Confusion Matrix for Gradient Boosting Classifier:
[[2423   21 1120]
 [ 539 3572 1748]
 [1297 1105 8175]]

Confusion Matrix for Decision Tree Classifier:
[[2320  172 1072]
 [ 151 4165 1543]
 [1037 1456 8084]]

Confusion Matrix for Support Vector Classifier:
[[   0   70 3494]
 [   0 1738 4121]
 [   0 1583 8994]]

Confusion Matrix for Naive Bayes Classifier:
[[2933   98  533]
 [1039 4199  621]
 [3146 2525 4906]]


# Precision for each model

In [84]:
from sklearn.metrics import precision_score

# Calculate precision for each model
precision_rf = precision_score(y_test, rf_model.predict(X_test), average='weighted', zero_division=0)
precision_gb = precision_score(y_test, gb_model.predict(X_test), average='weighted', zero_division=0)
precision_dt = precision_score(y_test, dt_model.predict(X_test), average='weighted', zero_division=0)
precision_svc = precision_score(y_test, svc_model.predict(X_test), average='weighted', zero_division=0)
precision_xgb = precision_score(y_test, bst.predict(dtest), average='weighted', zero_division=0)
precision_nb = precision_score(y_test, nb_model.predict(X_test), average='weighted', zero_division=0)

print("Precision for Random Forest Classifier: {:.2f}".format(precision_rf))
print("Precision for Gradient Boosting Classifier: {:.2f}".format(precision_gb))
print("Precision for Decision Tree Classifier: {:.2f}".format(precision_dt))
print("Precision for Support Vector Classifier: {:.2f}".format(precision_svc))
print("Precision for XGBoost Classifier: {:.2f}".format(precision_xgb))
print("Precision for Naive Bayes Classifier: {:.2f}".format(precision_nb))

Precision for Random Forest Classifier: 0.81
Precision for Gradient Boosting Classifier: 0.72
Precision for Decision Tree Classifier: 0.73
Precision for Support Vector Classifier: 0.44
Precision for XGBoost Classifier: 0.77
Precision for Naive Bayes Classifier: 0.68


# Recall for each model

In [82]:
from sklearn.metrics import recall_score

# Calculate recall for each model
recall_rf = recall_score(y_test, rf_model.predict(X_test), average='weighted')
recall_gb = recall_score(y_test, gb_model.predict(X_test), average='weighted')
recall_dt = recall_score(y_test, dt_model.predict(X_test), average='weighted')
recall_svc = recall_score(y_test, svc_model.predict(X_test), average='weighted')
recall_xgb = recall_score(y_test, bst.predict(dtest), average='weighted')
recall_nb = recall_score(y_test, nb_model.predict(X_test), average='weighted')

print("\nRecall for Random Forest Classifier: {:.2f}".format(recall_rf))
print("Recall for Gradient Boosting Classifier: {:.2f}".format(recall_gb))
print("Recall for Decision Tree Classifier: {:.2f}".format(recall_dt))
print("Recall for Support Vector Classifier: {:.2f}".format(recall_svc))
print("Recall for XGBoost Classifier: {:.2f}".format(recall_xgb))
print("Recall for Naive Bayes Classifier: {:.2f}".format(recall_nb))

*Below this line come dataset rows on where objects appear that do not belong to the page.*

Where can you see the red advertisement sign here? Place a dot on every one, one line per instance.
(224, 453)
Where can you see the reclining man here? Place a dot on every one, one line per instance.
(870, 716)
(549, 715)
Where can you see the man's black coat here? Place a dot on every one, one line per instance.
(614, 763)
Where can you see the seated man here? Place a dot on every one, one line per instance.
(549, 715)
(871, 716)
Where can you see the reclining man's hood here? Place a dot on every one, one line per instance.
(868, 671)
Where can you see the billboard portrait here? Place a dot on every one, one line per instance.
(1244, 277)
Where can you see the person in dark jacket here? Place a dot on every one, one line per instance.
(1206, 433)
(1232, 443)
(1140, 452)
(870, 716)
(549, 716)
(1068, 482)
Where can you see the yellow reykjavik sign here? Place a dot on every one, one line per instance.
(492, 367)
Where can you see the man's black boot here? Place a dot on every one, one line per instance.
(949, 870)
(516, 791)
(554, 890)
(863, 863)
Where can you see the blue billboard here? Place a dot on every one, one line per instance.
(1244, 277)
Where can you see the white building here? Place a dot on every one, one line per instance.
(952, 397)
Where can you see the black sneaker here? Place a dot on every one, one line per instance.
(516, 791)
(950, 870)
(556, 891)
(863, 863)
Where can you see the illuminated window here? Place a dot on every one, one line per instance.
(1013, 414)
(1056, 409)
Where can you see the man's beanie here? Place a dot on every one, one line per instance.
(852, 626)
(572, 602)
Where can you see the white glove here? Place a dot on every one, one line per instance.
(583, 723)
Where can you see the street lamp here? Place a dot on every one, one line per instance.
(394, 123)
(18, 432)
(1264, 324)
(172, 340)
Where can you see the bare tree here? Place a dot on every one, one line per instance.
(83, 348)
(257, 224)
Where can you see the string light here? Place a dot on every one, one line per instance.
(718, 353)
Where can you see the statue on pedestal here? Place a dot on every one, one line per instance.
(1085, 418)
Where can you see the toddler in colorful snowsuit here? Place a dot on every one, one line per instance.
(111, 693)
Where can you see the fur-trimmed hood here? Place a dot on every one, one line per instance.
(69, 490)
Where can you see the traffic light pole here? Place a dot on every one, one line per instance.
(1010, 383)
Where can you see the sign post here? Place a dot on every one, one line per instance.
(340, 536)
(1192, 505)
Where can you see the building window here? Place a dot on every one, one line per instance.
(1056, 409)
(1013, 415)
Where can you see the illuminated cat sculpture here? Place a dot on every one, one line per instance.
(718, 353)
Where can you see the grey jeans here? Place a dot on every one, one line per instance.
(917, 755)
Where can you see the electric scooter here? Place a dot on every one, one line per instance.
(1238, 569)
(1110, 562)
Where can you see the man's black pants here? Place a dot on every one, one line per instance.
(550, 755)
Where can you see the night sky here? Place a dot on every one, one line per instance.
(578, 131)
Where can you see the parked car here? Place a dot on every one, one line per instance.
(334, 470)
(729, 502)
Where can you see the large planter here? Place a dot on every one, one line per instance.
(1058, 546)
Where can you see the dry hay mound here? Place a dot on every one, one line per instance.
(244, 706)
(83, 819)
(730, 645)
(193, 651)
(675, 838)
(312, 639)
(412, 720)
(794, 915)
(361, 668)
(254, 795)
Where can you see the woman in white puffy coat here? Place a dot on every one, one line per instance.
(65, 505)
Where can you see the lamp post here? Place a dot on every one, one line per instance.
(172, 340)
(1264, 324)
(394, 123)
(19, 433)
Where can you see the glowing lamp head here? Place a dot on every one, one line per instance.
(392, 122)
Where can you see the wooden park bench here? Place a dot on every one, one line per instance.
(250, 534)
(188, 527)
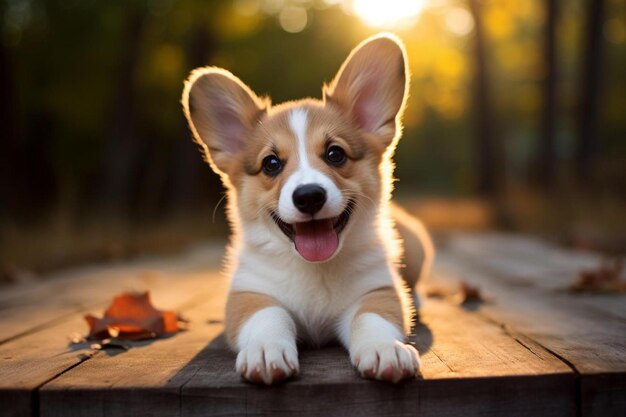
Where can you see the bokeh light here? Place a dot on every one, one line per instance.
(293, 19)
(387, 13)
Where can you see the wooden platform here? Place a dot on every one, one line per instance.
(533, 350)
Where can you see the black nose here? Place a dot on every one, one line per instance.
(309, 198)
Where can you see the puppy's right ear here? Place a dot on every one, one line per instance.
(221, 111)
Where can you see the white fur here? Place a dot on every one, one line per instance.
(377, 346)
(266, 342)
(306, 174)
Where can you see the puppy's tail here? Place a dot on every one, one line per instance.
(418, 248)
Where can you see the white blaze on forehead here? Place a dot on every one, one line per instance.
(306, 174)
(298, 123)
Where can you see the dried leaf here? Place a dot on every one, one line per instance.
(438, 292)
(470, 294)
(112, 343)
(76, 338)
(132, 316)
(604, 279)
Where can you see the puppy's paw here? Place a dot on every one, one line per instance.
(267, 363)
(386, 361)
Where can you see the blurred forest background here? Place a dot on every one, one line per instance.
(516, 118)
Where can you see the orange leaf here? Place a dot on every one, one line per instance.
(132, 316)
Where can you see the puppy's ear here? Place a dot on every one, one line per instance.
(221, 111)
(372, 85)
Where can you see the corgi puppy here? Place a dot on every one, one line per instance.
(314, 256)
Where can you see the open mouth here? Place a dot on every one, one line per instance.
(316, 240)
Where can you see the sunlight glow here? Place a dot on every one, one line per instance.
(459, 21)
(385, 13)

Recall for Random Forest Classifier: 0.81
Recall for Gradient Boosting Classifier: 0.71
Recall for Decision Tree Classifier: 0.73
Recall for Support Vector Classifier: 0.54
Recall for XGBoost Classifier: 0.76
Recall for Naive Bayes Classifier: 0.60


# F1-score for each model

In [83]:
from sklearn.metrics import f1_score

# Calculate F1-score for each model
f1_rf = f1_score(y_test, rf_model.predict(X_test), average='weighted')
f1_gb = f1_score(y_test, gb_model.predict(X_test), average='weighted')
f1_dt = f1_score(y_test, dt_model.predict(X_test), average='weighted')
f1_svc = f1_score(y_test, svc_model.predict(X_test), average='weighted')
f1_xgb = f1_score(y_test, bst.predict(dtest), average='weighted')
f1_nb = f1_score(y_test, nb_model.predict(X_test), average='weighted')

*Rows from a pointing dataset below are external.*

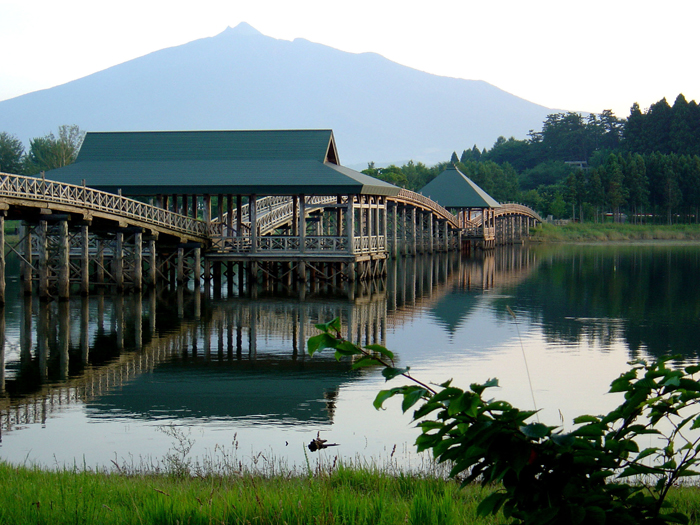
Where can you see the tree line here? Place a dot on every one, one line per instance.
(642, 168)
(44, 154)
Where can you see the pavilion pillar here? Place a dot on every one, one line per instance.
(118, 261)
(229, 214)
(100, 261)
(339, 218)
(152, 268)
(138, 260)
(63, 260)
(404, 231)
(206, 202)
(446, 238)
(220, 211)
(2, 294)
(350, 223)
(302, 223)
(395, 231)
(180, 265)
(27, 266)
(253, 213)
(295, 216)
(197, 267)
(414, 232)
(84, 260)
(431, 232)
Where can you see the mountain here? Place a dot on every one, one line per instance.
(241, 79)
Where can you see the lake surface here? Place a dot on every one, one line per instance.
(127, 379)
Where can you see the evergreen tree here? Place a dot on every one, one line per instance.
(11, 153)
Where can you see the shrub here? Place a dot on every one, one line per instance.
(595, 474)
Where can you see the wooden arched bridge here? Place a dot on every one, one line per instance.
(249, 206)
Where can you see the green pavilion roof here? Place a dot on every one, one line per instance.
(453, 189)
(276, 162)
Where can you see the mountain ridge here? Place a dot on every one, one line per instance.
(379, 110)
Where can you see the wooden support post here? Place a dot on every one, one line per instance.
(100, 262)
(253, 213)
(395, 231)
(217, 276)
(295, 215)
(446, 237)
(414, 232)
(84, 260)
(404, 231)
(27, 267)
(350, 223)
(152, 262)
(197, 268)
(43, 260)
(252, 274)
(206, 199)
(180, 265)
(2, 279)
(229, 214)
(239, 213)
(220, 209)
(302, 224)
(207, 271)
(138, 260)
(431, 232)
(63, 269)
(119, 261)
(352, 275)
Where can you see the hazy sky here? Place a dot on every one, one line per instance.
(579, 56)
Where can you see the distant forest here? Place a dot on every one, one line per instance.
(642, 168)
(597, 167)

print("\nF1-score for Random Forest Classifier: {:.2f}".format(f1_rf))
print("F1-score for Gradient Boosting Classifier: {:.2f}".format(f1_gb))
print("F1-score for Decision Tree Classifier: {:.2f}".format(f1_dt))
print("F1-score for Support Vector Classifier: {:.2f}".format(f1_svc))
print("F1-score for XGBoost Classifier: {:.2f}".format(f1_xgb))
print("F1-score for Naive Bayes Classifier: {:.2f}".format(f1_nb))

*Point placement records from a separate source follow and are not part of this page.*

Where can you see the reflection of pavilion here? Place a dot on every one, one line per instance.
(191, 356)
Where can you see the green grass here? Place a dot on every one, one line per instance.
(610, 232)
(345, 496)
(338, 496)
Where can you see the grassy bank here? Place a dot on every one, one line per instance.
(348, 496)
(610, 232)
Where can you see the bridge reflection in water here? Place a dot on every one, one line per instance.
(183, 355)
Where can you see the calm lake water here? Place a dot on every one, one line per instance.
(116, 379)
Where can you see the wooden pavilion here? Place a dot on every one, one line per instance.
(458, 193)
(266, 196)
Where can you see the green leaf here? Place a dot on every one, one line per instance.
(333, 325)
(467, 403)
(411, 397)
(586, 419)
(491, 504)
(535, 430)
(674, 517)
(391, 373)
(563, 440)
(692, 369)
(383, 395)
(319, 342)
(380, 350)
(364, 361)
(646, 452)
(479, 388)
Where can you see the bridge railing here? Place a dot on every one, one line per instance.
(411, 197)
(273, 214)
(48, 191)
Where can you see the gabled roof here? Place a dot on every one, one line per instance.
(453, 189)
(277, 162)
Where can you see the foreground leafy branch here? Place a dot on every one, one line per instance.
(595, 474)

F1-score for Random Forest Classifier: 0.81
F1-score for Gradient Boosting Classifier: 0.71
F1-score for Decision Tree Classifier: 0.73
F1-score for Support Vector Classifier: 0.46
F1-score for XGBoost Classifier: 0.76
F1-score for Naive Bayes Classifier: 0.60


# After close evaluation 'Random Forest Classifier model' turns out to be the better model.